Rolfing is a more direct modality, but also more abrupt. My personal opinion is that it does not provide as complete a release as MFR can. (When you pull apart a fascial adhesion, you leave velcro-like tendrils of collagen just waiting to re-adhere. The MFR causes a natural melting and lengthening to the elasto-collagenous complex.) But I think the absolute best results can be gotten by combining Rolfing work (or other structural integration or deep connective tissue work) with the MFR/CST work. In fact, I'm going to be getting preliminary training in structural connective tissue massage later this year, specifically because I believe that it's the key to a magical combination.
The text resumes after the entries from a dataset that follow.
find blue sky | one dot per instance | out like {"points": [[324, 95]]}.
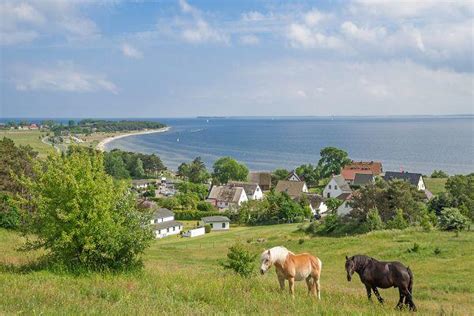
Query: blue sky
{"points": [[186, 58]]}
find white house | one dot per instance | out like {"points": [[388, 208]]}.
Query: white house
{"points": [[336, 186], [293, 188], [344, 208], [164, 223], [415, 179], [162, 215], [195, 232], [252, 190], [217, 222], [292, 176], [224, 197]]}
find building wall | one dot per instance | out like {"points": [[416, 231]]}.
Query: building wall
{"points": [[160, 233], [331, 189], [218, 226]]}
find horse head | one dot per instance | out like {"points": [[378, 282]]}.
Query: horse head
{"points": [[266, 261], [350, 267]]}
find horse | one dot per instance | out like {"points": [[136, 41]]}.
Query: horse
{"points": [[374, 274], [293, 268]]}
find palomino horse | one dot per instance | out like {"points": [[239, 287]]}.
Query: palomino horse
{"points": [[374, 274], [293, 268]]}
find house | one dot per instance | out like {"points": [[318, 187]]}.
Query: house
{"points": [[362, 179], [263, 179], [415, 179], [162, 215], [362, 167], [164, 223], [141, 183], [316, 204], [292, 176], [252, 190], [217, 222], [195, 232], [223, 196], [293, 188], [345, 208], [336, 186]]}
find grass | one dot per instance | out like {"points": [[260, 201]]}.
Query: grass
{"points": [[182, 276], [435, 185], [29, 137]]}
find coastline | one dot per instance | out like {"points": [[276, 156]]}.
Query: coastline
{"points": [[101, 146]]}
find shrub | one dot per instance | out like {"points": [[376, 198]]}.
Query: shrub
{"points": [[83, 218], [451, 218], [398, 221], [241, 260], [9, 214], [204, 206], [373, 220]]}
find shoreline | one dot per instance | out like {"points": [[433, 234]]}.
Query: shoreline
{"points": [[101, 145]]}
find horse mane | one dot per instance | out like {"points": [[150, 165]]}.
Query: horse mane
{"points": [[279, 253]]}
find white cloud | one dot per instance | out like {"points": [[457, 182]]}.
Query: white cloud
{"points": [[130, 51], [25, 21], [249, 39], [61, 77]]}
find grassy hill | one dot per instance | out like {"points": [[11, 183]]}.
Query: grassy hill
{"points": [[182, 276]]}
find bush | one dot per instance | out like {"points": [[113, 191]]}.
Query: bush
{"points": [[373, 220], [241, 260], [452, 219], [204, 206], [83, 218], [398, 221]]}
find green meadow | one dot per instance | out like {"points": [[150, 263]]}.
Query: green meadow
{"points": [[183, 276]]}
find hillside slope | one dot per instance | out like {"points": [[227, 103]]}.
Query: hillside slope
{"points": [[183, 276]]}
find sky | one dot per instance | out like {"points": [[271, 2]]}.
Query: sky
{"points": [[188, 58]]}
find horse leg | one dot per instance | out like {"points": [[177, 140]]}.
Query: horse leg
{"points": [[317, 285], [309, 283], [400, 301], [378, 295], [291, 282], [369, 292], [281, 280]]}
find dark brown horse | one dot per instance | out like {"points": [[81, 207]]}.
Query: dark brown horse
{"points": [[381, 274]]}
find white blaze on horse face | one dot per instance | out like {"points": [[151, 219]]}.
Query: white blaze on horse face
{"points": [[266, 261]]}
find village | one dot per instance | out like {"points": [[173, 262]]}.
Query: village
{"points": [[230, 197]]}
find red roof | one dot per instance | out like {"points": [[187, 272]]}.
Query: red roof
{"points": [[349, 174], [375, 167]]}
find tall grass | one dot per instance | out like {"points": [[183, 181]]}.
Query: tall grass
{"points": [[182, 276]]}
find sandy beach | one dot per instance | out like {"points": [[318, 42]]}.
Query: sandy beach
{"points": [[105, 141]]}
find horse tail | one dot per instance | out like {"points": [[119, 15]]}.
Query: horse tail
{"points": [[410, 283]]}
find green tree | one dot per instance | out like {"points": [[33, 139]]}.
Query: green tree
{"points": [[83, 217], [241, 260], [452, 219], [279, 174], [373, 220], [115, 166], [227, 168], [309, 174], [332, 160]]}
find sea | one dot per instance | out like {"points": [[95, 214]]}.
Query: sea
{"points": [[413, 144]]}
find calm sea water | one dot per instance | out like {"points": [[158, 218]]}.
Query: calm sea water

I hope this post was not too lengthy. I am only hoping to help those of you who are looking to an alternative to more radical treatments or something natural to prevent your condition from getting worse (or to reverse it.) Even if you do decide for bracing or surgery, these therapies can be a wonderful adjunct to your recovery. Anyone may feel free to email me for more information.

lrmb
01-26-2005, 10:04 PM
Just a postscript about Rolfing. I also found it very helpful in decreasing my pain, which was very severe low back pain from degenerative disk. At about session 5-6, my pain suddenly decreased. It is hard to tell though whether other Rolfers would be different - my Rolfer is very experienced with people with scoliosis (both with and without fusions) and is knowledgeable about different modalities. But for me, Rolfing was definitely worth the effort and the money. ~Laura

Erica M
01-27-2005, 06:39 AM
Laura -- Would you mind telling me where your rolfer is located? I've been trying to find somebody who specializes in rolfing people with scoliosis.

lrmb
01-27-2005, 05:06 PM
Hi! My Rolfer is located in downtown Philadelphia. I think she knows a lot of people nation-wide who practice; she may be able to recommend somebody closer to you. If you send me an email, we can communicate. Take care ~Laura

BB'fly
08-24-2005, 11:07 AM
My husband has had the 10 sessions and I have had 10 plus many, many more in about a 2-3 year time period. Hubbie says he understood Rolfing to be a series of 10 with that being all, basically, needed (he doesn't have scoliosis, though). So, it got me to wondering... And I'm looking here for other people's experiences. My experience is that the Rolfing has helped, yet I didn't get the dramatic results I had hoped for and believed I would get. I would do it again, don't get me wrong. I think finding someone who has had a lot, lot, lot of experience with scoliosis would be a big plus. But, we don't all live near someone like that, so we do what we can with what's available. I have much, much more body awareness now than before I began - I'm much more in-tune with my body, and "old", habitual patterns of holding tension, so I can now be aware and make some adjustments. I guess I'd just like to get this (scoliosis) "fixed" and be done with it, when in fact, it is something I will be dealing with the rest of my life, most likely. Hope this is some help, and I sure would be interested in others' experiences.

SpineWhine
08-30-2005, 09:37 AM
Flashcrimson -

Thanks so much for that explanation, I found it very helpful. Do you need a referral to get into such a program, or where how would I go about seeking such services in my local area?